Deciphering the mechanisms of the arrhythmogenic R735X

Abstract

Ventricular arrhythmias (VA) appear during the concealed phase of arrhythmogenic cardiomyopathy (AC). This VA can lead to sudden cardiac death, being in many cases, the first symptom of the disease. Mutations on the desmosomal gene Plakophilin-­‐2 (PKP2) have been described as the most prevalent genetic causes of AC. However, the molecular mechanism underlying these early electrical changes during AC development has not been elucidated. PKP2 integrates into the connexome protein network and may lead to changes in its components. In this thesis project we have demonstrated that R735X (a PKP2 truncation associated to AC phenotype) leads to a decrease of the voltage-­‐gated sodium channel NaV1.5 at the plasma membrane of HEK293T and HL-­‐1 cells.

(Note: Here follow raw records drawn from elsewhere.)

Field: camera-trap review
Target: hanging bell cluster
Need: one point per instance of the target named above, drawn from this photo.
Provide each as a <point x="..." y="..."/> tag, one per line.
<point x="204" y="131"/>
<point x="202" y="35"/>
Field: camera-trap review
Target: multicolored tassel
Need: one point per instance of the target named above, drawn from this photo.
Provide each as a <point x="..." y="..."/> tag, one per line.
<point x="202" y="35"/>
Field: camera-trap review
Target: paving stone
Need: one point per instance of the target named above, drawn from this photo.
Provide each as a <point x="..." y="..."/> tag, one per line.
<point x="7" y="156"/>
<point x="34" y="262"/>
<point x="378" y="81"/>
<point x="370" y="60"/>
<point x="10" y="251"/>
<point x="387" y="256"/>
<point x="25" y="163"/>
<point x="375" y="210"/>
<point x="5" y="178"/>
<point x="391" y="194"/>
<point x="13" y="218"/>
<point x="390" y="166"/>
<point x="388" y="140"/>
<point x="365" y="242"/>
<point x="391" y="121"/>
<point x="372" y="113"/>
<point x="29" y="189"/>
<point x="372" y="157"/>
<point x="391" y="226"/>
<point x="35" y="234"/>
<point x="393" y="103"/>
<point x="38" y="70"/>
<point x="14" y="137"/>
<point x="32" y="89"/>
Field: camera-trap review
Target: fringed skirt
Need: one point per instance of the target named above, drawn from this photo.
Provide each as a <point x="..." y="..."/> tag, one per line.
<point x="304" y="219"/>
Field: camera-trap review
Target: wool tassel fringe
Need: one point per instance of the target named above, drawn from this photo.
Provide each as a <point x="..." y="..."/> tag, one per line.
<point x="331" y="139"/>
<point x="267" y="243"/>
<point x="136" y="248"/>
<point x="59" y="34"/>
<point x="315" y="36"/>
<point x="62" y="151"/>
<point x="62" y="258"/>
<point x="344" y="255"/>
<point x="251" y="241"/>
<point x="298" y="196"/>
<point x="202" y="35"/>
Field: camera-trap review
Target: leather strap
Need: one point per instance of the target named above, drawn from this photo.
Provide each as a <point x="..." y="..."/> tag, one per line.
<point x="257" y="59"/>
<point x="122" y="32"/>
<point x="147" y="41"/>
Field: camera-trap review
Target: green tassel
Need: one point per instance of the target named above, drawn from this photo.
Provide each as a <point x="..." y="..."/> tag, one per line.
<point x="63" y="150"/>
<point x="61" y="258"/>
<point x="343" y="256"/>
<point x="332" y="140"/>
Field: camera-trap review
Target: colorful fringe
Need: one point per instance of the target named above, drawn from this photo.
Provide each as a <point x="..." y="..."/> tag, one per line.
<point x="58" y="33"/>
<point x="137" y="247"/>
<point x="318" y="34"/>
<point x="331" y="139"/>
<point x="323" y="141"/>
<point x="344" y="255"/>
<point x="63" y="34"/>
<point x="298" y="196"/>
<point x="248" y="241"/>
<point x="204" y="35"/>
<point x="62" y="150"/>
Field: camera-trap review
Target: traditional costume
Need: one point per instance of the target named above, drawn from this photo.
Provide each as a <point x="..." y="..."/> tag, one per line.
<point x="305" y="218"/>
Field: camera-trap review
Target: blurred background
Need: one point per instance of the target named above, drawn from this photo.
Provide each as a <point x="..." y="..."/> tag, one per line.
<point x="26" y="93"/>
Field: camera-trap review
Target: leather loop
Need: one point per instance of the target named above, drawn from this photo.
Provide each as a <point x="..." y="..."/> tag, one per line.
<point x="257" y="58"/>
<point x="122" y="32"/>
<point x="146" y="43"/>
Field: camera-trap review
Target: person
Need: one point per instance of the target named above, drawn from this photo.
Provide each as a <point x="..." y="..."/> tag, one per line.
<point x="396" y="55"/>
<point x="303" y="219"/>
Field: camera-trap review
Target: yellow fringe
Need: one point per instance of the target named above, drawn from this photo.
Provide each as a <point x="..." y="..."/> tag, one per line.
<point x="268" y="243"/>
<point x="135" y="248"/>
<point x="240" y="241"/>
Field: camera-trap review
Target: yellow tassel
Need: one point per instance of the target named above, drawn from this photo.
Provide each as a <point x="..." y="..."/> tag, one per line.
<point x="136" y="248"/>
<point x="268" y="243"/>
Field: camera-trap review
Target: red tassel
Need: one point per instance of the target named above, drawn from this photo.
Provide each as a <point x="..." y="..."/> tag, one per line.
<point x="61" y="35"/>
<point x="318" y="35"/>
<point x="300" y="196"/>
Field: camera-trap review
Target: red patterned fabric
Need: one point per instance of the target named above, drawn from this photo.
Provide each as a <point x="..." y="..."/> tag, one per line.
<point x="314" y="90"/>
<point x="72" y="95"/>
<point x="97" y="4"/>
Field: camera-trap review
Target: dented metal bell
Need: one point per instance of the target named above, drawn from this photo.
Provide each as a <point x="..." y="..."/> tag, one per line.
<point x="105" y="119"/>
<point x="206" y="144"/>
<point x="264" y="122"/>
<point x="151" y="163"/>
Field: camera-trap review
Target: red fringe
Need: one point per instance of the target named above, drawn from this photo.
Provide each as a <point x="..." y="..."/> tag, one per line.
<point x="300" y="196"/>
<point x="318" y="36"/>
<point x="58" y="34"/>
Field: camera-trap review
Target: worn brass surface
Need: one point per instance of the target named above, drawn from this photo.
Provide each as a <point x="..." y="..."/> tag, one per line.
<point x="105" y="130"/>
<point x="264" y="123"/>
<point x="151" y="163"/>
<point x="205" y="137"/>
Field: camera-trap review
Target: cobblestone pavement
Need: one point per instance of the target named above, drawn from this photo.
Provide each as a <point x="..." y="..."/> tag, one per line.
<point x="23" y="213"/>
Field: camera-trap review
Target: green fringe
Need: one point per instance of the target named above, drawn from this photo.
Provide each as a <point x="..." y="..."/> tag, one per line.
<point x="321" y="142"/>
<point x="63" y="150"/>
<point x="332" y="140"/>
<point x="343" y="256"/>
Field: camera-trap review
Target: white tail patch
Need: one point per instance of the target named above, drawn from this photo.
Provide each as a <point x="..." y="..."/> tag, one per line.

In order to study the effect of R735X on a human context, we have developed an AC model based on human induced pluripotent stem cell-­‐derived cardiomyocytes (hiPSC-­‐CM). We have study the role of R735X in hiPSC-­‐CM electrophysiology by comparing electrical features of AC hiPSC-­‐CMs (expressing R735X) with its hiPSC-­‐CM isogenic control. Patch-­‐clamp measurements indicate that R735X leads to a decrease in the fast depolarizing sodium current generated by NaV1.5 channel in hiPSC-­‐CMs. Optical mapping showed an elongation of the action potential duration (APD) and a slowdown in the conduction velocity (CV) of the electrical impulse in mutant 2D hiPSC-­‐CM monolayers, inducing arrhythmogenics events. These results highlight the arrhythmogenic character of R735X protein and could explain the electrical abnormalities reported in AC patients at early stages of the disease.